But there are good benefits to a good reputation. A good reputation speeds every business transaction along. Take a magazine, for instance. A magazine with a good reputation for honest, consistent business dealings can make more advertising deals in less time. Just one phone call, one mention of a name, can be all it takes to move a deal forward to a speedy conclusion. A good reputation creates efficiency.
A good reputation also pays off in more business opportunities. If people like your business, they will talk about it, and tell their associates. Word of your work will spread more quickly than you could ever spread it yourself, and others will approach your company first. For instance, if a marketing firm consistently does excellent work in creating a corporate identity and attracting new business to the company, they will be swamped with requests for work.
A good reputation also pays off in increased employee morale. Any good employee enjoys being proud of his or her work, and working for a company with a strong reputation will bring out higher quality work from each employee there. High quality creates higher quality, as each employee feels an ownership of the company's high reputation and a vested interest in pushing it as high as possible. This means that a company with a high reputation can simply ask more from its employees, and even receive more without asking, than a company with a middling or low reputation.
How it's All Made
Now that the benefits of a good reputation have been identified, you might want a better one. It isn't easy to build a good reputation - in fact, it takes years. It is much easier to build a bad reputation, because one major bad event can create a bad reputation that lasts forever. However, with a couple of simple, consistent policies a company can build a strong reputation that comes with all the trimmings above.

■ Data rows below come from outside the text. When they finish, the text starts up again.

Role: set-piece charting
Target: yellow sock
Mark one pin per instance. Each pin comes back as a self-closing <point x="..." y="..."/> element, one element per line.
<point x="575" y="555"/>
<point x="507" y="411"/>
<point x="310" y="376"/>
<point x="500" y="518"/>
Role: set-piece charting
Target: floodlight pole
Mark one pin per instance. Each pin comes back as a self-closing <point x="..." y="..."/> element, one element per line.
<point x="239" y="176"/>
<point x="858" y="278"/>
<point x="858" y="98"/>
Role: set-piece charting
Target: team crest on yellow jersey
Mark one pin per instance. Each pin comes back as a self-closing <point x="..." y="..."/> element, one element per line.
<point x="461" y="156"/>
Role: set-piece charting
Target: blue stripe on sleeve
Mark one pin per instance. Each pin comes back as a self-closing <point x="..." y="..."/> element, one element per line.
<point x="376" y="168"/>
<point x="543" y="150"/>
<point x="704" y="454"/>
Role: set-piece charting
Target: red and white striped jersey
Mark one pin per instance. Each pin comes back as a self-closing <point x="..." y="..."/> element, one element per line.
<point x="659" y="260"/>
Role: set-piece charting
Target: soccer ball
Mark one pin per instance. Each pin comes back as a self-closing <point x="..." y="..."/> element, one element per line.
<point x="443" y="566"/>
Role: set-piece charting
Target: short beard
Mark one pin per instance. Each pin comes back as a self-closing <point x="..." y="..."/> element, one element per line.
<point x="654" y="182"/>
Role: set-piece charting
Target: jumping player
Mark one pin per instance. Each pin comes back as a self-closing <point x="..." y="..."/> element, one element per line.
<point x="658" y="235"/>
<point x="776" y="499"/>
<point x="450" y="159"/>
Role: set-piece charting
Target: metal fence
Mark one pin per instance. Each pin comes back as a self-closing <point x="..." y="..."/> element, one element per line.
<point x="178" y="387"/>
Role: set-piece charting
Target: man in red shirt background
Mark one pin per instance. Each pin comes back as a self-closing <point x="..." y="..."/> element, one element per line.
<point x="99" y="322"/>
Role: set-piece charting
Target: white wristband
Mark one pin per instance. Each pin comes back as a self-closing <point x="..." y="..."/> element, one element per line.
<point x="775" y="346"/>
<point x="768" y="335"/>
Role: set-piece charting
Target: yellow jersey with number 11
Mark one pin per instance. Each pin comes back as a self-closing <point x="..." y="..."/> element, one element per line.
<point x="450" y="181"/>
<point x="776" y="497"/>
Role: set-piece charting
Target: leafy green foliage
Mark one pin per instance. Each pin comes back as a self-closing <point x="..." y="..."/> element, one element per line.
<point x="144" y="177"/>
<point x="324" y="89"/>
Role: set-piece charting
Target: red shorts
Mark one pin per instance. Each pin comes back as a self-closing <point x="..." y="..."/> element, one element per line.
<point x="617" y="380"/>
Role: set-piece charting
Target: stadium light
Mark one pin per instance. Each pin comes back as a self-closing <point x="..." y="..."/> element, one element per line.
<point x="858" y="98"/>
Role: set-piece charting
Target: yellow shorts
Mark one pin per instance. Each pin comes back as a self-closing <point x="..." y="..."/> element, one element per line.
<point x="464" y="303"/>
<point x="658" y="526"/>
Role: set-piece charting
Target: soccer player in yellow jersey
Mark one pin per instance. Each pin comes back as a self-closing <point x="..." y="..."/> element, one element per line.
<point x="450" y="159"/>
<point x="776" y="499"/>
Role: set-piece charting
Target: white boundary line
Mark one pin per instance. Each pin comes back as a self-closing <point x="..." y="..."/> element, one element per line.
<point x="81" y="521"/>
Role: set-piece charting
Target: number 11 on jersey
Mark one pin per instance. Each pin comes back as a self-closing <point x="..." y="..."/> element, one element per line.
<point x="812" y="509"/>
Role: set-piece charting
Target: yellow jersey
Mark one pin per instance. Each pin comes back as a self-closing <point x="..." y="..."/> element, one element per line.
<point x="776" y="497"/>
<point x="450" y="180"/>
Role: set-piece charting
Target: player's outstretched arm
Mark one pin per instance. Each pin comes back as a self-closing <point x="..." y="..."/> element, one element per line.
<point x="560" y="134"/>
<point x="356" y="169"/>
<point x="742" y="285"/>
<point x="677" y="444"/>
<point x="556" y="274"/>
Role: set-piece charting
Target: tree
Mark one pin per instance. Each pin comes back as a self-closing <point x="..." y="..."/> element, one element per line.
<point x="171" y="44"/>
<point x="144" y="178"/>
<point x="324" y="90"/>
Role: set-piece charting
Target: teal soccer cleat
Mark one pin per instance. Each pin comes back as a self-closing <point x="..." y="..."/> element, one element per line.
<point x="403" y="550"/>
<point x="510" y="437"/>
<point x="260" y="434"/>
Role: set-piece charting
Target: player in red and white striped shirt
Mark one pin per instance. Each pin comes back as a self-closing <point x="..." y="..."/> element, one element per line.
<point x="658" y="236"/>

There are many ingredients to a good reputation. Honesty is a big part of it. Building a reputation for honesty seems easy - your company just has to follow through on the promises it makes. It doesn't take a lot of words to say that, but it may take a lot of extra effort - a lot of late nights trying to meet a deadline which, in retrospect, seems badly scheduled. So in building a reputation for honesty, it is important to be conservative in time and other estimates of the future. This is the pitfall of many companies, especially those in the IT software sector, which are notorious for slipped deadlines. But honesty can also be made simply by keeping appointments. Making an appointment to meet someone and then not meeting them chips away at any attempt at a good reputation.
Another good way to build reputation is to do good work. This is almost self-explanatory, but often overlooked. A company that does better work not only builds a better reputation, but can justifiably ask for more money, which brings an immediately tangible benefit. Making stronger products, or better stories, or higher quality designs helps any company build a reputation to last.